Despite being considered one of Africa's leading agricultural nations, drought is not new to Kenya. A drought from 2007 to 2009 led to a spike in food prices and threatened the economy.
In Somalia, water resources and pasture conditions have deteriorated further, triggering more livestock migration and increasing competition among pastoralists. "River levels are currently below-normal for this time of the year and are expected to further decrease until the next rainy season in April," according to the Somalia Drought Watch Bulletin January 2011, published by the UN Food and Agriculture Organization.
An estimated 2.4 million Somalis require emergency humanitarian assistance because of civil unrest and food insecurity, according to the UN. Another drought is also likely to increase the number of internally displaced persons (IDPs); Somalia already has an estimated 1.4 million IDPs.
"We have to act first, instead of reacting.
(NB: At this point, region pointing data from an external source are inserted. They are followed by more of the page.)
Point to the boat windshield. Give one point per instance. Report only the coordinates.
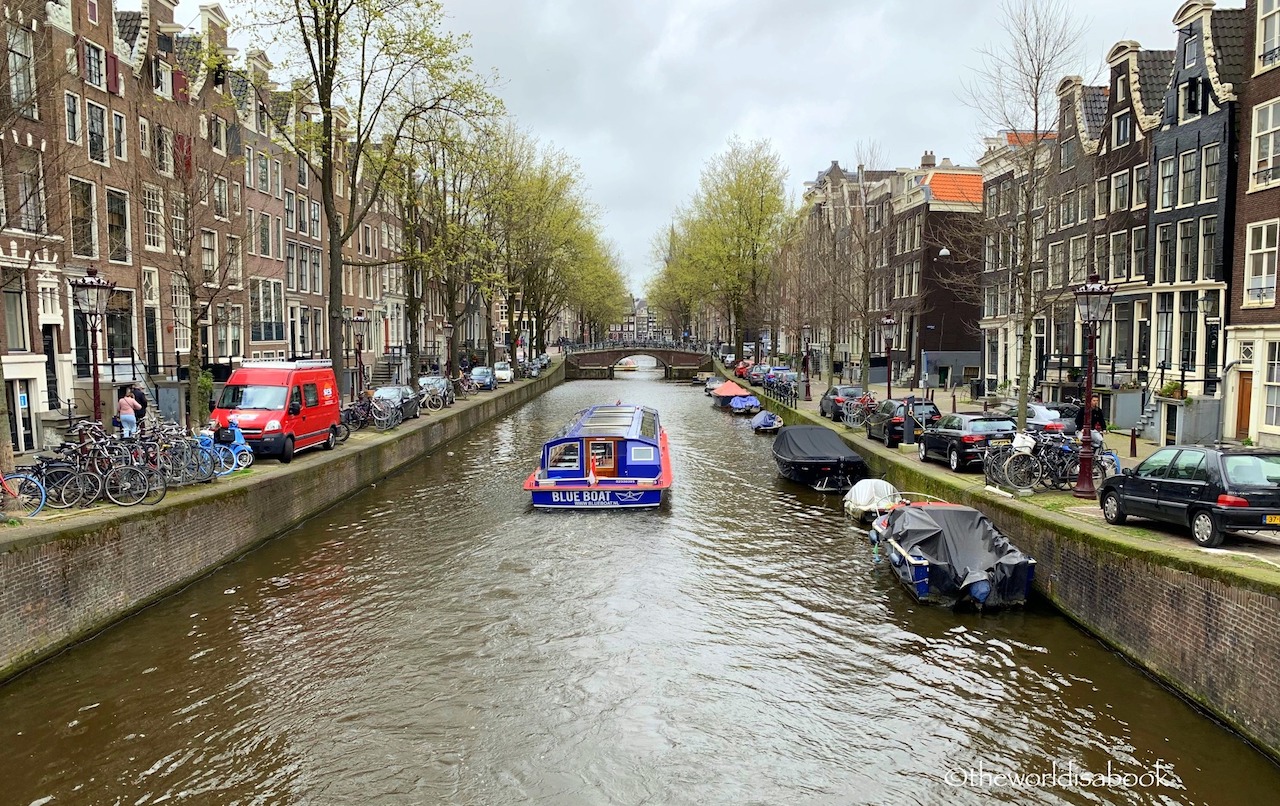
(270, 398)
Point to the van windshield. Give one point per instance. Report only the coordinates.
(252, 397)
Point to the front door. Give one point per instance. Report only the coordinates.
(1243, 406)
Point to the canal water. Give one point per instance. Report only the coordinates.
(433, 640)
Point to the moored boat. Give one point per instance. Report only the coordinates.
(607, 457)
(949, 554)
(816, 457)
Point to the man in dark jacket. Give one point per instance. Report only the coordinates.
(1097, 421)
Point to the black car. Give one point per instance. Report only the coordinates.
(886, 421)
(832, 403)
(1215, 491)
(963, 439)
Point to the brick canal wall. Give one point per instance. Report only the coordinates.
(1206, 624)
(62, 582)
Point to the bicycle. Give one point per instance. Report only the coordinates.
(26, 493)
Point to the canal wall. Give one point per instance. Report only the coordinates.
(64, 581)
(1207, 624)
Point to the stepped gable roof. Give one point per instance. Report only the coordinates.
(955, 187)
(1229, 28)
(1093, 109)
(1155, 67)
(128, 24)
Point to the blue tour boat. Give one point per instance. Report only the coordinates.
(607, 457)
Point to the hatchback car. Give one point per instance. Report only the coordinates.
(403, 397)
(886, 422)
(484, 378)
(832, 403)
(1215, 491)
(963, 439)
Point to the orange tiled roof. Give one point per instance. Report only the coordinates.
(956, 187)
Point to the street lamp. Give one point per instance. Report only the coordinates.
(90, 296)
(1092, 300)
(888, 323)
(807, 331)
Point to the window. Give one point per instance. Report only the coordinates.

There will be more droughts in the future, but they do not have to bring disaster. We need to tackle drought before it starts, not wait until it is too late and people are already suffering," said Safia Abdi, programme officer at Cordaid.
In Ethiopia, the National Meteorology Agency reported that a "moderate to strong" La Niña phenomenon was likely to continue, potentially until June, resulting in below-normal rains in many areas, except in the west and southwest, where they are expected to be normal.
Tanzania, the second-largest economy in East Africa, is also starting to feel the effects. This week, the government extended nationwide power rationing. The Energy and Minerals Minister William Ngeleja told parliament that rationing was expected to end in January, but falling water levels at hydropower stations had increased the power deficit. Most of Tanzania's electricity is hydropower-generated. Some lawmakers considered the shortfall a "national crisis".